Todo se enlaza hoy en el mundo de la producción. Ya no es posible cultivar la tierra sin máquinas; sin potentes riegos, sin ferrocarriles, sin fábricas de abonos. Y para tener esas máquinas adecuadas a las condiciones locales, esos ferrocarriles, esos artefactos de hierro, etcétera, es preciso que se desarrolle cierto espíritu de invención, cierta habilidad técnica que no pueden manifestarse en tanto que la azada y la reja del arado sean los únicos instrumentos de cultivo.

Para que el campo esté bien cultivado, para que dé las prodigiosas cosechas que el hombre tiene derecho a pedirle, es preciso que a su alcance humeen muchas fábricas y manufacturas.

La variedad de las ocupaciones y de las capacidades que de ella surgen, integradas con la mira de un fin común: he ahí la verdadera fuerza del progreso.

Y ahora imaginemos una ciudad, un territorio, vasto o exiguo, poco importa cuál; que dan los primeros pasos en la senda de la revolución social.

<<Nada cambiará -se nos ha dicho algunas veces-, Se expropiarán los talleres y fábricas, se proclamarán propiedad nacional o municipal, y cada uno volverá a su trabajo de costumbre. La revolución quedará hecha.>>

Pues bien, no; la revolución social no se hará con esa sencillez. Ya lo hemos dicho. Que mañana estalle la revolución en París, en Lyon o en cualquier otra ciudad; que mañana se ponga mano, en París o no importa dónde, en las fábricas, las casas o la banca, y toda la producción actual deberá cambiar de aspecto por ese solo hecho.

Disminuida la entrada de víveres y aumentado el consumo; sin trabajo tres millones de franceses que se ocupaban en la exportación; no llegando mil cosas que, hoy se reciben de países lejanos o próximos; suspensas temporalmente las industrias de lujo, ¿qué harán los habitantes para tener que comer al cabo de seis meses?

Los ciudadanos deberán hacerse agricultores. No a la manera del campesino que se derrenga con el arado para recoger apenas su alimento anual, sino siguiendo los principios de la agricultura intensiva, hortelana, aplicados en vastas proporciones por medio de las mejores máquinas que el hombre ha inventado y pueda inventar.

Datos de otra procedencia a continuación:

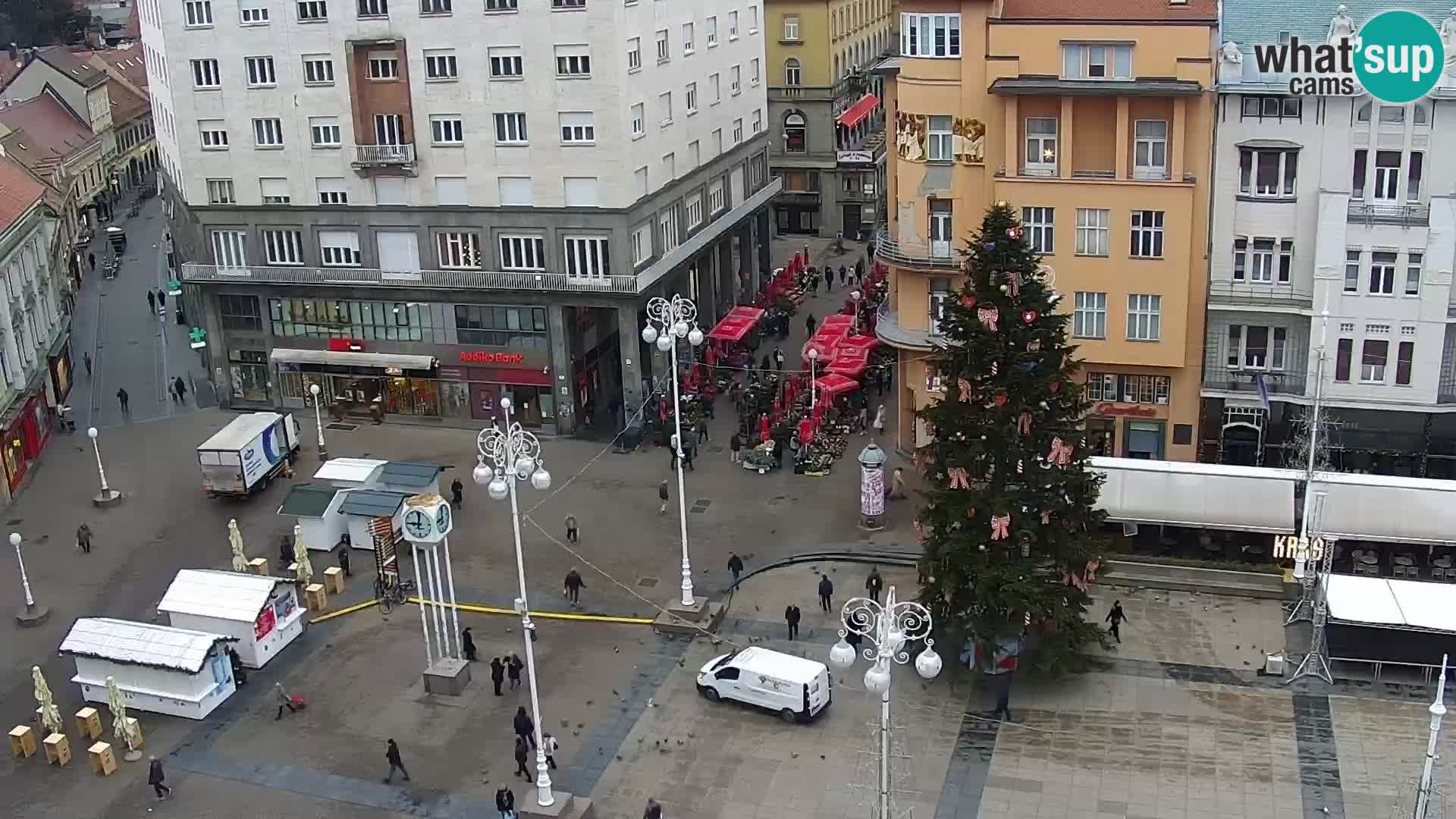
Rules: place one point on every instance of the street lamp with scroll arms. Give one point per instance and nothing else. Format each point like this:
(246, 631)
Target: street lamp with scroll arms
(509, 455)
(889, 629)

Se cultivará, pero no como la bestia de carga del Canal; se reorganizará el cultivo, no dentro de diez años, sino inmediatamente, en medio de las luchas revolucionarias, so pena de sucumbir ante el enemigo. Se cultivará; pero también habrá que producir mil cosas que tenemos costumbre de pedir al extranjero. Y no olvidemos que para los habitantes del territorio insurrecto, será extranjero todo aquel que no le haya seguido en su revolución. Habrá que saber pasarse sin ese extranjero, y se pasará. Francia inventó el azúcar de remolacha cuando llega a faltarle el azúcar de caña a consecuencia del bloqueo continental. París encontró el salitre en sus cuevas, cuando no le llegaba de ninguna parte. ¿Seríamos inferiores a nuestros abuelos, que apenas silabeaban las primeras palabras de la ciencia?